On the first few tunes of the set — mostly the kind of fast-paced, Brazilian-tinged jazz I’ve always loved — Ms. Cohen played the reed instrument most closely associated with postwar jazz: the tenor saxophone. It was immediately apparent that she was a terrific musician, fluid, full-throated, with a knack for creating beautifully crafted, even eloquent solos. Around the fifth song, however, the quintet began playing “Chorinho pra Ele,” a simple, infectious samba by Hermeto Pascoal, the great Brazilian multi-instrumentalist. And that’s when Ms. Cohen did something you rarely see a jazz reed player do these days. She took out her clarinet.

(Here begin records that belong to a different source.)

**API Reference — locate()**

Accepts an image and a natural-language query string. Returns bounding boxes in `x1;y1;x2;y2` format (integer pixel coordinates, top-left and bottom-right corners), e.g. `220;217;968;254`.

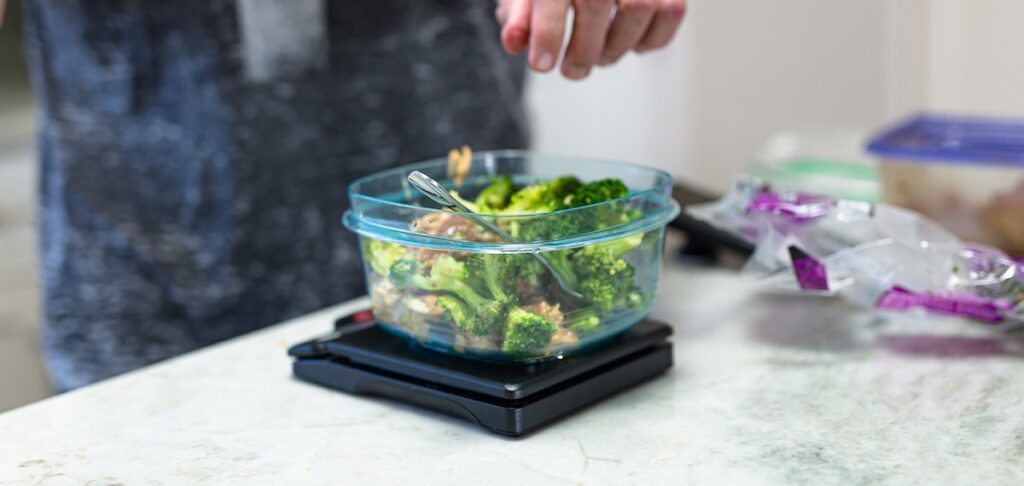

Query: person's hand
496;0;686;80
0;0;7;28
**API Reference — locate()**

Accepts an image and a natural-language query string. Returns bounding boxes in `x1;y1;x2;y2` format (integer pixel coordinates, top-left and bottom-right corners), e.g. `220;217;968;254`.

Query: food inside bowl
362;174;659;359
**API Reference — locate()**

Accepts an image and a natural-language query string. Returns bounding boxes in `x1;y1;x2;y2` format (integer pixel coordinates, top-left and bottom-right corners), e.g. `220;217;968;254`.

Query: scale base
289;315;673;437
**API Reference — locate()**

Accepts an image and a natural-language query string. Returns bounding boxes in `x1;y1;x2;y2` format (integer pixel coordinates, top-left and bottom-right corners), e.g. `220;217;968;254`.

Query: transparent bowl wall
343;151;679;362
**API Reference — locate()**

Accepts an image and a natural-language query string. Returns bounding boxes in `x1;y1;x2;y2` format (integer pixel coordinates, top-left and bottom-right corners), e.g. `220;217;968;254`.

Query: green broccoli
449;190;481;213
517;255;545;288
389;256;507;336
435;294;473;330
562;178;633;234
625;289;650;310
565;178;629;208
510;177;630;241
502;185;555;214
498;175;633;241
571;234;644;310
545;176;584;209
538;249;578;288
474;175;516;212
513;211;581;241
566;308;602;336
502;176;583;214
502;308;557;354
463;253;533;302
507;177;583;240
386;258;421;288
435;294;504;335
576;233;644;263
364;239;408;276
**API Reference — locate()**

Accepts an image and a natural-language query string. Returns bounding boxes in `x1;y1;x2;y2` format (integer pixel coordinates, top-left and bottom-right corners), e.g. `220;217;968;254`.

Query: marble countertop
4;264;1024;485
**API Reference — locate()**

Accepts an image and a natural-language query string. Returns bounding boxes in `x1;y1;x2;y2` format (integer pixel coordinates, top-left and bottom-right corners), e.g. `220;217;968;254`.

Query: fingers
528;0;571;72
498;0;532;55
635;0;687;52
510;0;686;78
561;0;616;80
599;0;656;66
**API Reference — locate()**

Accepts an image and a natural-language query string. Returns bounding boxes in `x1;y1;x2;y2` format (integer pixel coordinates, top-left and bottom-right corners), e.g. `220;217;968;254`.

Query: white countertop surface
4;263;1024;485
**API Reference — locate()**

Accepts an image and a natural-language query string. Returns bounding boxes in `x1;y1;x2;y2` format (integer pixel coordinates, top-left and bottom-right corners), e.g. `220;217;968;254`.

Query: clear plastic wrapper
689;179;1024;329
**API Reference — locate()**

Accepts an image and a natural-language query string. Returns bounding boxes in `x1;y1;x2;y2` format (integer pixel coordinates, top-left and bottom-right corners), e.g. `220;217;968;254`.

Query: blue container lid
866;113;1024;167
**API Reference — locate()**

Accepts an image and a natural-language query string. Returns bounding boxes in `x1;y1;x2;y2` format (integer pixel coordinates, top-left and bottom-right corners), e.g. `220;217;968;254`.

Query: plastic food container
343;151;680;362
867;114;1024;254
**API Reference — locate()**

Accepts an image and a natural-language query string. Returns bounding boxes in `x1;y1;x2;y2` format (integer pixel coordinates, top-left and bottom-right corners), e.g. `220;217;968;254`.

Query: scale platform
288;310;673;437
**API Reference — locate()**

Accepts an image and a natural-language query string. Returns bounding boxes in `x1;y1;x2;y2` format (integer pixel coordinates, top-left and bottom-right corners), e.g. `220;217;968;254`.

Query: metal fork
406;170;584;299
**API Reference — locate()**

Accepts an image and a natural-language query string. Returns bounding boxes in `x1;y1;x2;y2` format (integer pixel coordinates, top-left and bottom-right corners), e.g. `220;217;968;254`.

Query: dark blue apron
23;0;528;390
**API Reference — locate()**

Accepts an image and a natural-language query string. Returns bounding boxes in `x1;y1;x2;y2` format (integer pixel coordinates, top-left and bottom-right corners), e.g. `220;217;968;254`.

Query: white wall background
923;0;1024;115
527;0;892;192
527;0;1024;192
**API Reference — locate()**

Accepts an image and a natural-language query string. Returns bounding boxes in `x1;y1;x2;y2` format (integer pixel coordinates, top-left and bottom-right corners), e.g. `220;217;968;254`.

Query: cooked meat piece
523;300;564;326
419;294;444;318
412;212;477;238
454;334;500;353
549;328;579;346
410;212;502;243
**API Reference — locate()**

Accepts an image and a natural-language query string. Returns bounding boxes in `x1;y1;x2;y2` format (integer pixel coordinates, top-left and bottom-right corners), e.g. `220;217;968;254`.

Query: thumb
498;0;531;55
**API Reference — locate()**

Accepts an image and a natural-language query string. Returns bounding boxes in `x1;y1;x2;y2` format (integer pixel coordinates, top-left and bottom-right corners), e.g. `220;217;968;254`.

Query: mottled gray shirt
23;0;528;391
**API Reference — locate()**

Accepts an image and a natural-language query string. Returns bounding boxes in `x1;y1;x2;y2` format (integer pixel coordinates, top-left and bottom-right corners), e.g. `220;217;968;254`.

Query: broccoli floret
448;190;481;213
563;178;633;234
539;249;578;288
474;175;516;212
364;239;408;276
436;294;506;336
500;176;626;215
576;233;644;262
464;252;536;302
391;256;487;305
464;253;504;300
545;176;584;209
518;256;545;285
389;256;507;335
514;212;581;241
565;178;629;208
472;301;509;336
571;234;644;310
577;279;627;311
502;176;583;214
567;309;602;336
386;258;422;289
509;178;583;240
502;308;557;354
625;289;650;310
436;294;473;329
503;185;555;214
500;175;631;241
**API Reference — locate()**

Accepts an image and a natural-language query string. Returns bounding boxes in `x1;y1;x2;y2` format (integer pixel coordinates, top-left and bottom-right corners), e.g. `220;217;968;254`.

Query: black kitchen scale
288;309;673;437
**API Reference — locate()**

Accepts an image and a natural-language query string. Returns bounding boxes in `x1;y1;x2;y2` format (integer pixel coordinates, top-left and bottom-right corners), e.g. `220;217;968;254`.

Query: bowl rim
343;150;679;250
343;201;679;252
346;149;675;216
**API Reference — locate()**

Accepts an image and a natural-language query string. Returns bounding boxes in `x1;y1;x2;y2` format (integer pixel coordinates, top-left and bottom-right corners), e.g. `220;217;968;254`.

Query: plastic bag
689;179;1024;329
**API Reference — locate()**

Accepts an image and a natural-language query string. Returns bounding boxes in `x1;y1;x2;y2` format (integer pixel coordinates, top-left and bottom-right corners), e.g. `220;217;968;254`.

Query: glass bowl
342;151;679;362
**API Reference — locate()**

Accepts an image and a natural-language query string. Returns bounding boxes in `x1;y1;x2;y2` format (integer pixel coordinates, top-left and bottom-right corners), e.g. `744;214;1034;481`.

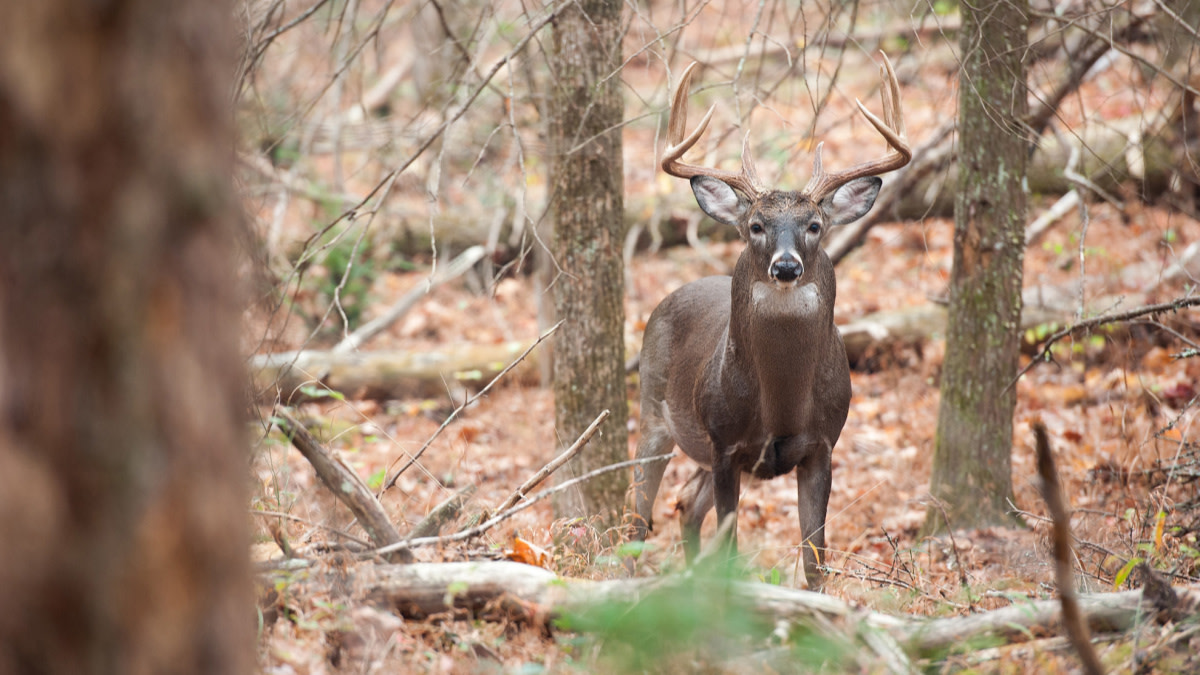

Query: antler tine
661;62;764;198
801;52;912;202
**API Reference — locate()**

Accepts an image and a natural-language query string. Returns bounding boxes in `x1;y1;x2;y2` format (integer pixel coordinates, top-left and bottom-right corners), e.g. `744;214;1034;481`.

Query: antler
661;62;764;198
801;52;911;203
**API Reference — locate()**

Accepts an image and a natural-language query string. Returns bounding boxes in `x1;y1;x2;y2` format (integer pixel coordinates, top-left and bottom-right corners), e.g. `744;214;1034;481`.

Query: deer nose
770;257;803;282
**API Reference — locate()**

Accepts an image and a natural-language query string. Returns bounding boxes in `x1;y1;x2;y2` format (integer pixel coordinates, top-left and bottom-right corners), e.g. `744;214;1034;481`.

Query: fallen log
251;340;542;402
835;285;1151;367
262;559;1200;661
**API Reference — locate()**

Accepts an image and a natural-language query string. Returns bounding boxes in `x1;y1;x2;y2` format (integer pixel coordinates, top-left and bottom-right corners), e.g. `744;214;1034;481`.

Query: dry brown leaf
504;537;551;568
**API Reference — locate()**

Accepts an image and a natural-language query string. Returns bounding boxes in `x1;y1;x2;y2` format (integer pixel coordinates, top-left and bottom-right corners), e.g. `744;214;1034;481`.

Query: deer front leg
795;445;832;590
710;449;742;560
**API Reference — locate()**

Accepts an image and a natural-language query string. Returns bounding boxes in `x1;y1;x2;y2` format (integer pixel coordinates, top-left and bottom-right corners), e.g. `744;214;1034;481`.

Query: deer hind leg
795;444;833;591
676;466;714;562
629;420;675;542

As good as her saxophone playing was, Ms. Cohen on the clarinet was a revelation. Using the clarinet’s upper register, she could evoke infectious joy. In the lower register, her playing could conjure a deep, soulful melancholy. On up-tempo numbers, her improvisations weren’t just bebop fast; they had a clarity and deep intelligence that is really quite rare. She made it look effortless, even as she was playing the most technically difficult of all the reed instruments. She only played a handful of songs on the clarinet that night, but every time she did, she took my breath away.